Acquisition of new proviral copies in avian lymphoid cells transformed by reticuloendotheliosis virus.

J Y Zhang 1, H R Bose Jr 1
PMCID: PMC247805  PMID: 2464702

Abstract

The expression of the v-rel oncogene of avian reticuloendotheliosis virus (REV-T) transforms and immortalizes very immature avian lymphoid cells. In REV-T-transformed lymphoid cells which were persistently infected with reticuloendotheliosis-associated virus (REV-A), the REV-T proviral copy number increases after the initial integration event. In 23 independently derived REV-T-transformed cell lines, 15 of the 18 virus-producing cell lines had acquired additional proviruses. The rate at which the newly acquired proviral sequences accumulated differed for various cell lines. In some cell lines, additional REV-T proviral copies could be detected as early as 8 months after the initial integration event. A correlation exists between the number of REV-T proviral sequences and the length of time which a given cell line had been propagated in culture. The integration sites occupied by the newly acquired REV-T proviruses were distinct. In contrast, reticuloendotheliosis-associated virus proviral sequences in these REV-T-transformed virus-producing lymphoid cells did not increase during in vitro culture. Furthermore, the acquisition of additional REV-T proviral sequences did not occur in non-virus-producing cell lines. Two of the newly acquired proviral sequences were molecularly cloned and analyzed by restriction endonuclease mapping. Although the newly acquired REV-T proviruses have not sustained major deletions, the viral sequences and the v-rel oncogene display numerous restriction enzyme polymorphisms.

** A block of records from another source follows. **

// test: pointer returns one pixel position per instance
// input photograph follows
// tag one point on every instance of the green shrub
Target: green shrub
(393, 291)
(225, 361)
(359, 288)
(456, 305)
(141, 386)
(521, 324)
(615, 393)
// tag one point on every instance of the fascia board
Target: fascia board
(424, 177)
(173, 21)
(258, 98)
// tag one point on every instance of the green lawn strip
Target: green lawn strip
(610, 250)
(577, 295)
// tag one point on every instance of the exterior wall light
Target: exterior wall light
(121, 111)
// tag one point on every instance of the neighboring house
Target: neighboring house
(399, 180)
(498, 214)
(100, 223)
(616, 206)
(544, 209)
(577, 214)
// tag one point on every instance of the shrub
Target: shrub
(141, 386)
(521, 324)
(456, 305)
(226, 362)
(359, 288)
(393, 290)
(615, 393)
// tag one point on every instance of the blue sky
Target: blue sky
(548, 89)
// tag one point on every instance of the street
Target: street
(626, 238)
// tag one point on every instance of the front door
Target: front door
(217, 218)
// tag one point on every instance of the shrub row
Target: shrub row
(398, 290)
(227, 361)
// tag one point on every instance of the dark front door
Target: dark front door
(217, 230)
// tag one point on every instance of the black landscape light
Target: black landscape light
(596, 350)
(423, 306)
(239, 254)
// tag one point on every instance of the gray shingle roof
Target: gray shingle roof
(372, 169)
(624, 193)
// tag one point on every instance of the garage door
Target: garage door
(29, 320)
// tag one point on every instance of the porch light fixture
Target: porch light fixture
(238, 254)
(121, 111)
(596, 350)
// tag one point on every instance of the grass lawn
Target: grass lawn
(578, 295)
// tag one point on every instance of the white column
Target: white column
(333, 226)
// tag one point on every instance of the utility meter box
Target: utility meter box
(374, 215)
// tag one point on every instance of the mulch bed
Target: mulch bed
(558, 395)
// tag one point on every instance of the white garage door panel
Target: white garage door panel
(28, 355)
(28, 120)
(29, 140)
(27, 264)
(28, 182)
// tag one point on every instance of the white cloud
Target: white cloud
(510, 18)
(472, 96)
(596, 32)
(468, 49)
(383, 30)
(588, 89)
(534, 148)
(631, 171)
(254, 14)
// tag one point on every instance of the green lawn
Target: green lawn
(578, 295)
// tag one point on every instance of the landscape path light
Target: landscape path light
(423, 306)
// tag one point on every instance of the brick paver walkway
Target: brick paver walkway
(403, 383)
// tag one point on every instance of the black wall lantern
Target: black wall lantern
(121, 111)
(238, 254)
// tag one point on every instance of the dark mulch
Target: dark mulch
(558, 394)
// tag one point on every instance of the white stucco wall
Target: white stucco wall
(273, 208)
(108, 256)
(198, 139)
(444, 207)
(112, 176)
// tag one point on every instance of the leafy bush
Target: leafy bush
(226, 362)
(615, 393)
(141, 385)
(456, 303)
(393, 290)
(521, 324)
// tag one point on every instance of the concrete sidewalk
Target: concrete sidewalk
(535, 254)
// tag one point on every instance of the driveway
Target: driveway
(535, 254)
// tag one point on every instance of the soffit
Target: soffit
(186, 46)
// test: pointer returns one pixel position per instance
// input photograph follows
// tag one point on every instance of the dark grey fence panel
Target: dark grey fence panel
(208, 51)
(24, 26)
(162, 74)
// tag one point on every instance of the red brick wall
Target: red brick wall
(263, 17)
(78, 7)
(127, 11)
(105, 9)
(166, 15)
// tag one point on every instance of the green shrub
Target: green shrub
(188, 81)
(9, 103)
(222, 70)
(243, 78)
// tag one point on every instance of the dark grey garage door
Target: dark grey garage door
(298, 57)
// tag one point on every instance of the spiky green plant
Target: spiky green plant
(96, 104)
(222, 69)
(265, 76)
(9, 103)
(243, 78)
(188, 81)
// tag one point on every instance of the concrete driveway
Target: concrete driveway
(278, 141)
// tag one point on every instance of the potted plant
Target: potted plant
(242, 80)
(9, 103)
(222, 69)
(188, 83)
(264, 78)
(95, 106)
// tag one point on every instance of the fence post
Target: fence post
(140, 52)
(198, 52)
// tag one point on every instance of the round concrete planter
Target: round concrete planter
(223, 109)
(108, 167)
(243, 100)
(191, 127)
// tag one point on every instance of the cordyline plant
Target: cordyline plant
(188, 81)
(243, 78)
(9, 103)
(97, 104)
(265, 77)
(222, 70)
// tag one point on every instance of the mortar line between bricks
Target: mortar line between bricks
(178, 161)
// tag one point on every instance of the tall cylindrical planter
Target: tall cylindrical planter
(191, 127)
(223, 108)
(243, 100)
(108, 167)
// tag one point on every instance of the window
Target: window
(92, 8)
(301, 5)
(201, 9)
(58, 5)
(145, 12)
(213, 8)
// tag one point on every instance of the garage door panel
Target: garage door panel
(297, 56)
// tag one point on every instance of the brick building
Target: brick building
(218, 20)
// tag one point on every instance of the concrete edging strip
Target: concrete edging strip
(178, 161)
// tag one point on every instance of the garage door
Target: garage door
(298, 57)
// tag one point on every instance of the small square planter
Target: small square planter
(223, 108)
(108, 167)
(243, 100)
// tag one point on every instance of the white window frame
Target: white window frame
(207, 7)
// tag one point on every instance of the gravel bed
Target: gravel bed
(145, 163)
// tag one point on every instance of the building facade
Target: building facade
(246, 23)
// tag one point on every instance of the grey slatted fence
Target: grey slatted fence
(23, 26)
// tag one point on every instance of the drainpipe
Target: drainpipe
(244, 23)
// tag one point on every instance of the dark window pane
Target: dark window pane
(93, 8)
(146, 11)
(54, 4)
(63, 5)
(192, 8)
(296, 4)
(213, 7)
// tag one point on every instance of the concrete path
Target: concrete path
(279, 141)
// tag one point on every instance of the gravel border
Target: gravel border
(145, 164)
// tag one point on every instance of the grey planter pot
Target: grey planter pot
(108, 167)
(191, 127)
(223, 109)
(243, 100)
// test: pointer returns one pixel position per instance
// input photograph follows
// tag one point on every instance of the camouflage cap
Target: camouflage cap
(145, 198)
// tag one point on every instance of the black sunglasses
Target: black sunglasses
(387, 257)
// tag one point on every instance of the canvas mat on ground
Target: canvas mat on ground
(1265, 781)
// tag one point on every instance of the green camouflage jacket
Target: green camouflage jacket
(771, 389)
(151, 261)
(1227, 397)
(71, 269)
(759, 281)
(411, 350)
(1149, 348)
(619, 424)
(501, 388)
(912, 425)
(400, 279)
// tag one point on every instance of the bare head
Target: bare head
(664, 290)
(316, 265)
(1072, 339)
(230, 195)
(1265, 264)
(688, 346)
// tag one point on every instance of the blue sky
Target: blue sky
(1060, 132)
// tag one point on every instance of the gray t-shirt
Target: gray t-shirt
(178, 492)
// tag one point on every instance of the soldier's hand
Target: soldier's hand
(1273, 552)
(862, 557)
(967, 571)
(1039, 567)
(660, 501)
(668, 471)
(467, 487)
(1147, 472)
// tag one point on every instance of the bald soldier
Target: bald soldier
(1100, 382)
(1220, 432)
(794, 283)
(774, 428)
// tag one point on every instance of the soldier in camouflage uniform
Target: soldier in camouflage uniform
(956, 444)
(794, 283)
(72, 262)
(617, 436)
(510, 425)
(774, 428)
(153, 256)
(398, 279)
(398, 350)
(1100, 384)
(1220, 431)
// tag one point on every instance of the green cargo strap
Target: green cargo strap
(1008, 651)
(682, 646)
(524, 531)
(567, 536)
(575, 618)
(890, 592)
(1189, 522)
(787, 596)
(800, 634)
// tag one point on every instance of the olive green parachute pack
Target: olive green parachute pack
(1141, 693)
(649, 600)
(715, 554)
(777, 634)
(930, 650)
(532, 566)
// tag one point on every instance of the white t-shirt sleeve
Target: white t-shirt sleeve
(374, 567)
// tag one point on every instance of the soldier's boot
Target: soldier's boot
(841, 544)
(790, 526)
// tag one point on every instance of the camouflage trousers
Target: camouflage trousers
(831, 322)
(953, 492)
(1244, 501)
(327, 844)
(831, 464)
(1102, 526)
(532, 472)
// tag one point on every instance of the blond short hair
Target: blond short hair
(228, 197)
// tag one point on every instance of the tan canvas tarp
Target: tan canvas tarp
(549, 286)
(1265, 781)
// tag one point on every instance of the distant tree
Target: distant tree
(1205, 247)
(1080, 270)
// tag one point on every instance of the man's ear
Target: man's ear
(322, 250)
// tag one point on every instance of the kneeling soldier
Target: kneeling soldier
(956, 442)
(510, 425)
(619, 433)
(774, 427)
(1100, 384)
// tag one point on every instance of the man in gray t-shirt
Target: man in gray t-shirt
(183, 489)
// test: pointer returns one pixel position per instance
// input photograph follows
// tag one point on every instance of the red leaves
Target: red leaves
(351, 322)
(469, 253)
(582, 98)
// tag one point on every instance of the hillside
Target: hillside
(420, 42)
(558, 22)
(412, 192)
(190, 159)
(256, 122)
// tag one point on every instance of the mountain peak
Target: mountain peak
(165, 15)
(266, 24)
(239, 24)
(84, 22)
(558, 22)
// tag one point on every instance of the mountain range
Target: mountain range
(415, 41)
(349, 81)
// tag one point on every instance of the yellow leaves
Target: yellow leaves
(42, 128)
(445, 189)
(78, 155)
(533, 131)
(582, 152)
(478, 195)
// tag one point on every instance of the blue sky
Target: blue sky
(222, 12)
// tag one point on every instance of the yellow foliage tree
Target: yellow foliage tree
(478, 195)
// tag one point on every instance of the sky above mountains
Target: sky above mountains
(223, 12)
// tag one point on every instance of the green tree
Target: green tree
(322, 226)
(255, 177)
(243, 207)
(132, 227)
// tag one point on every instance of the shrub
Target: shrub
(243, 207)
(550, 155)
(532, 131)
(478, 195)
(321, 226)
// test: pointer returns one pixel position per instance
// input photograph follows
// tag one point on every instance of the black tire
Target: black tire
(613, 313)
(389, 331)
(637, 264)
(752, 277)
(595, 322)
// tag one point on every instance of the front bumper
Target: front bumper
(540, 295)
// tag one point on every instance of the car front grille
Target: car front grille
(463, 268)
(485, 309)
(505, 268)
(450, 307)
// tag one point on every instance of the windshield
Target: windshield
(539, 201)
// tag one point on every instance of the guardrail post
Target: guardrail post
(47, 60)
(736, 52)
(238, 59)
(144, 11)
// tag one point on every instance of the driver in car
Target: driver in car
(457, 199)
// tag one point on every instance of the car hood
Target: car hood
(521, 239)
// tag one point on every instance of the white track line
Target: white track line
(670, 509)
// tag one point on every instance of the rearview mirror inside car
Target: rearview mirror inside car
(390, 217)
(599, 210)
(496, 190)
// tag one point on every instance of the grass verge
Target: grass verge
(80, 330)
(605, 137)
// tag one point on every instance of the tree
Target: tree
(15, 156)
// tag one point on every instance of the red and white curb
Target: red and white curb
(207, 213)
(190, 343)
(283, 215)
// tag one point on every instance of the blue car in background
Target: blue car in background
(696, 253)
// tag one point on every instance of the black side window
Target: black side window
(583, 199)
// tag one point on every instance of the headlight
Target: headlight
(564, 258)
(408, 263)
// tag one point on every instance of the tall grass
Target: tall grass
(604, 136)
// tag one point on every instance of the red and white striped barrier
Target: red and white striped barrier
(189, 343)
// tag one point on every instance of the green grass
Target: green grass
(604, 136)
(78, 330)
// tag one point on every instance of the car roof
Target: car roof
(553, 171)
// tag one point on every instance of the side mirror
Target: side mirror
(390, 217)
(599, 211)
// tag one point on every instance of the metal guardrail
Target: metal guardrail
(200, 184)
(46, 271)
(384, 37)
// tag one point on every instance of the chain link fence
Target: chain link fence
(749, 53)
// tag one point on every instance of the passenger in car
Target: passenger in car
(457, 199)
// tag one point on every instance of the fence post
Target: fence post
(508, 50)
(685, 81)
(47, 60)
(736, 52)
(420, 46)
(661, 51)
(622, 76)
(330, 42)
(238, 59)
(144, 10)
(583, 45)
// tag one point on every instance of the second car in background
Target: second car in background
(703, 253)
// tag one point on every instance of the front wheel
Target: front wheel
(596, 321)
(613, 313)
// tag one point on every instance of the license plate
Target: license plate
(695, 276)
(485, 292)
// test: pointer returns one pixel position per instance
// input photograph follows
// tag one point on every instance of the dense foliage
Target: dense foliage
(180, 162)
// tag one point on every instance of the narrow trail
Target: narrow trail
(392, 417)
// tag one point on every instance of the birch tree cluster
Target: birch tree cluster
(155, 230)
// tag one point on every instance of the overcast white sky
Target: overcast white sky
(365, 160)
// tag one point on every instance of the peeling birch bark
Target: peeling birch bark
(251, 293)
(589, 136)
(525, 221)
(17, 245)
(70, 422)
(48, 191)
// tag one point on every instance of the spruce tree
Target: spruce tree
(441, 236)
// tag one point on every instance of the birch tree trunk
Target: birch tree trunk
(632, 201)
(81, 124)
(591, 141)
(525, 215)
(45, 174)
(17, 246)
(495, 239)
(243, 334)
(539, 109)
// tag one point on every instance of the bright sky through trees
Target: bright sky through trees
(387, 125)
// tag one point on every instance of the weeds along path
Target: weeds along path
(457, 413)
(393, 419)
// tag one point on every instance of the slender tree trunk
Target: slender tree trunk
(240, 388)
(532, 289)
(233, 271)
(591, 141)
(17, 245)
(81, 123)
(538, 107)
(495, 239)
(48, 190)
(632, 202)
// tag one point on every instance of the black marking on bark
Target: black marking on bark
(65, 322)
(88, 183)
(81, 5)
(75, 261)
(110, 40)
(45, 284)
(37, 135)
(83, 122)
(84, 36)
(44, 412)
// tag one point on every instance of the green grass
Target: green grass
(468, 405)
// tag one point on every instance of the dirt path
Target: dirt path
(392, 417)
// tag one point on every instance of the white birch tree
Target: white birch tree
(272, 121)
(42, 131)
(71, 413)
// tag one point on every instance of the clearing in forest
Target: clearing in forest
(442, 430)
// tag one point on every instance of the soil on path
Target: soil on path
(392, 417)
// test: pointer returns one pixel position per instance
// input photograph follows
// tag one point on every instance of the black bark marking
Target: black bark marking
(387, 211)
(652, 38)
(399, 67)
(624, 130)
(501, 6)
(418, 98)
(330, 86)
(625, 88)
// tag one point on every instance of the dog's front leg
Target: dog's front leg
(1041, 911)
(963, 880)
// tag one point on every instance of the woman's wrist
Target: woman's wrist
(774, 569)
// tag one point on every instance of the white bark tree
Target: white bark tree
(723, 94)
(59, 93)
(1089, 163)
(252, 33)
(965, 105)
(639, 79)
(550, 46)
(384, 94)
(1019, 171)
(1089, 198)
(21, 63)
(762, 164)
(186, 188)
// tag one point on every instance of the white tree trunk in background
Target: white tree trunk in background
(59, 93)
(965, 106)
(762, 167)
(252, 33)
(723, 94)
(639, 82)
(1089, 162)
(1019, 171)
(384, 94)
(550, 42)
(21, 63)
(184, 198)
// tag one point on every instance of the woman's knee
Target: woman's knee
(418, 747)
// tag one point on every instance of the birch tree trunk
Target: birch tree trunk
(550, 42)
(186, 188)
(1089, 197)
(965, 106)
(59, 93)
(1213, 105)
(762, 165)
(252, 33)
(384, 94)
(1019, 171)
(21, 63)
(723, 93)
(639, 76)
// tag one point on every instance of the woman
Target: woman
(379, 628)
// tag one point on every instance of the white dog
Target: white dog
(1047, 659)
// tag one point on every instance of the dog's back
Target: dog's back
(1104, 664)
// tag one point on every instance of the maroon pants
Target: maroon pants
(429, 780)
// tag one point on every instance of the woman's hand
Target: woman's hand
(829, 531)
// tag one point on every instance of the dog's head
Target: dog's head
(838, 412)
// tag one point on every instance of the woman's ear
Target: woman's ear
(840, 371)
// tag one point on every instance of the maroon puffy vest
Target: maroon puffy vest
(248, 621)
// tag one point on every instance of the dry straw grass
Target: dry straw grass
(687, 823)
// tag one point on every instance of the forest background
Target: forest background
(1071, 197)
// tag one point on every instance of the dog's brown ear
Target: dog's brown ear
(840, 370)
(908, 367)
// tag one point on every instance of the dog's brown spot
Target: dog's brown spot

The cellular flanking sequences of two newly acquired REV-T proviruses analyzed were unique and shared no homology with flanking sequences of the other REV-T proviruses in these transformed cells. The nucleotide sequence of the virus-cellular DNA junctions of one newly acquired provirus and its cellular sequence prior to proviral integration were defined. A 5-base-pair direct repeat of cellular origin was present on each side of the long terminal repeat, indicating that the mechanism of acquisition of additional REV-T proviral sequences used reverse transcription and integration of new REV-T proviral copies.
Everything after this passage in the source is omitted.